1. Les délais qu'applique l'instance pour adopter ses recommandations sont ceux indiqués à l'article 108, paragraphe 8, point f), du règlement (UE, Euratom) no 966/2012.

2. En particulier, la nécessité de traduire des observations soumises par l'opérateur économique peut donner lieu à un cas exceptionnel dûment justifié dans lequel le délai imparti à l'instance pour adopter sa recommandation peut être prolongé.

Article 13

Adoption de la recommandation

L'instance s'efforce de parvenir à un consensus.

En l'absence de consensus, il est procédé à un vote dans lequel:

a)

le président dispose d'une voix;

b)

les deux membres permanents disposent ensemble d'une voix;

c)

le membre supplémentaire représentant l'ordonnateur demandeur dispose d'une voix.

La position de l'instance est approuvée à la majorité absolue.

Article 14

Notification de la recommandation

1. L'instance notifie sans tarder sa recommandation à l'ordonnateur demandeur.
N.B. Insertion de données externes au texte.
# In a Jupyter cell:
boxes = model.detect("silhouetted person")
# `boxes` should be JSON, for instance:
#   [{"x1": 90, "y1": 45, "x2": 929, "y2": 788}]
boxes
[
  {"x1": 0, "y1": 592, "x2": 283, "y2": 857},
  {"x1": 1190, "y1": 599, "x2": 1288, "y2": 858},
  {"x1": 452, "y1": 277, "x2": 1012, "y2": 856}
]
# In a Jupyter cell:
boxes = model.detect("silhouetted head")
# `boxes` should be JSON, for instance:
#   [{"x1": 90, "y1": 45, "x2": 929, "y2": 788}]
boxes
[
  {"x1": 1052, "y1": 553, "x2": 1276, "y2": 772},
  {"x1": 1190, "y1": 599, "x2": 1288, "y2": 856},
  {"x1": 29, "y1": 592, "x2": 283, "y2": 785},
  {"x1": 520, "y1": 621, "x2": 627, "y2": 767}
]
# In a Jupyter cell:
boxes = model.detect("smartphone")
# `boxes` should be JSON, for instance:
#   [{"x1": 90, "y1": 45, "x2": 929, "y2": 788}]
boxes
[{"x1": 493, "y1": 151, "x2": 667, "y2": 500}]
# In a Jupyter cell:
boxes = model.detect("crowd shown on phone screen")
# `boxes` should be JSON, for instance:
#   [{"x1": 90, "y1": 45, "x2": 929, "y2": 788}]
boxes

2. L'instance notifie simultanément sa recommandation aux observateurs, s'il y a lieu, ainsi qu'à l'OLAF lorsque le cas est fondé sur des informations transmises par ce dernier.

Article 15

Confidentialité des délibérations

Les délibérations de l'instance sont et restent secrètes.

Article 16

Protection des données à caractère personnel

Tout traitement de données à caractère personnel par l'instance et son secrétariat est conforme aux dispositions du règlement (CE) no 45/2001.

Article 17

Dispositions transitoires

Dans l'attente de la nomination du président et de son suppléant, le membre permanent ayant l'ancienneté la plus élevée exerce les fonctions de président de l'instance.

Article 18

La présente décision entre en vigueur le jour suivant celui de sa publication au Journal officiel de l'Union européenne.

Fait à Bruxelles, le 18 décembre 2015.

Par la Commission

Le président

Jean-Claude JUNCKER


(1) JO L 298 du 26.10.2012, p. 1.

(2) JO L 362 du 31.12.2012, p. 1.

(3) Règlement (CE) no 45/2001 du Parlement européen et du Conseil du 18 décembre 2000 relatif à la protection des personnes physiques à l'égard du traitement des données à caractère personnel par les institutions et organes communautaires et à la libre circulation de ces données (JO L 8 du 12.1.2001, p. 1).

(4) Règlement (CE) no 1049/2001 du Parlement européen et du Conseil du 30 mai 2001 relatif à l'accès du public aux documents du Parlement européen, du Conseil et de la Commission (JO L 145 du 31.5.2001, p. 43).

(5) Les règles de la Commission en matière d'ancienneté s'appliquent.

(6) Règlement (UE, Euratom) no 883/2013 du Parlement européen et du Conseil du 11 septembre 2013 relatif aux enquêtes effectuées par l'Office européen de lutte antifraude (OLAF) et abrogeant le règlement (CE) no 1073/1999 du Parlement européen et du Conseil et le règlement (Euratom) no 1074/1999 du Conseil (JO L 248 du 18.9.2013, p. 1).